The Maine Worker’s Compensation Board Appellate Division has just issued a decision affirming the legal limits on an employer’s duty to reimburse an employee’s rehabilitation plan expenses and to pay employee’s attorney’s fees related to that effort. The decision also affirmed that a motion to reopen evidence requires that the evidence be “newly discovered” and not discoverable by due diligence before the payment scheme was initiated.

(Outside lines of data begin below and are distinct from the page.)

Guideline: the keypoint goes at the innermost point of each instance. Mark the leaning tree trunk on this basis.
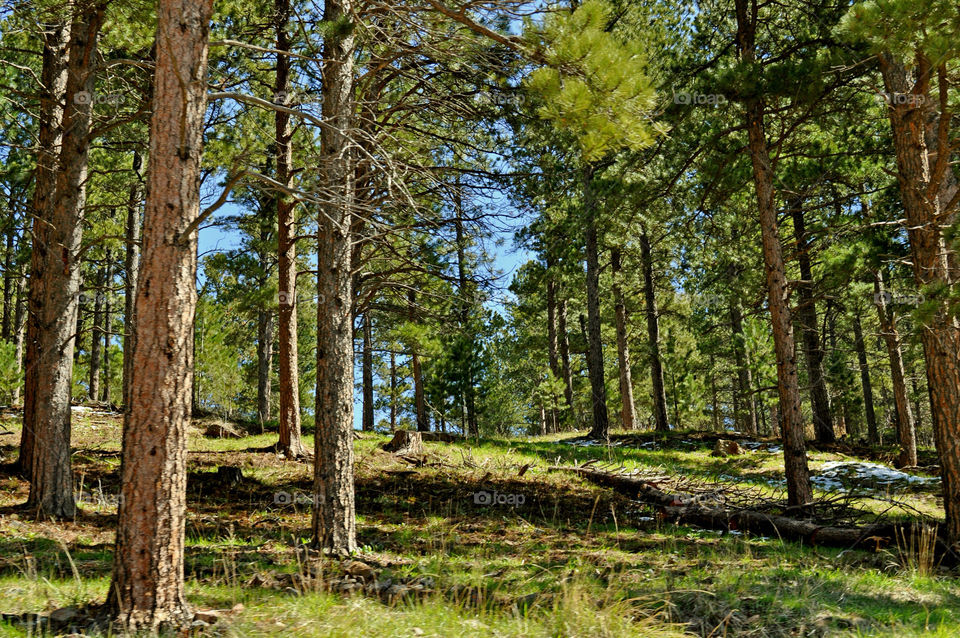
(264, 364)
(290, 442)
(807, 314)
(50, 133)
(653, 338)
(107, 321)
(564, 344)
(96, 338)
(799, 492)
(598, 385)
(928, 185)
(628, 413)
(419, 400)
(334, 514)
(552, 353)
(147, 588)
(906, 432)
(872, 432)
(367, 422)
(55, 280)
(131, 266)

In Scott Richards v. DP industries, Mr. Richards injured his back, wrist and elbow when he fell at work in 2001, requiring significant work restrictions. The Maine Department of Labor’s Division of Rehabilitation Services developed a rehabilitation plan, which DP declined to fund. Mr. Richards filed a Petition to Determine Entitlement to Rehabilitation Services pursuant to §217. The plan sought almost $9000 for equipment, training and counseling, but at hearing Mr. Richards testified and presented documentary support that his actual expenses were $15,000. Hearing Officer Dunn approved the plan but ordered the Employment Rehabilitation Fund to pay only the $9000 as indicated in the plan.
Mr. Richards requested further findings of fact and conclusions of law, together with a request for an order that DP pay his attorney’s fees and reopen the evidence. HO Dunn provided further findings, but he denied the requests for attorney’s fees and reopening the evidence, as the employee’s attorney did not qualify for that fee under the Act. Mr. Richards appealed, but the Appellate Division affirmed HO Dunn’s decision in its entirety.
The Appellate Division panel held that, before the development of the rehabilitation plan, the employee had spent $5000 to buy a business. The panel, citing its own 2015 Deroche decision, held that §217 does not provide for reimbursement to an employee for costs he incurred before the development of a rehabilitation plan. Mr. Richards’ attorney tried to collect fees and costs from the $9000, but the panel affirmed that the rehabilitation money was not a “common fund” shared by the attorney, so he could not extract a fee from it under §325. Finally, the panel affirmed HO Dunn’s denial of Mr. Richards’ petition to reopen the evidence under §319, holding that HO Dunn properly concluded that Mr. Richards had not met the statutory criteria.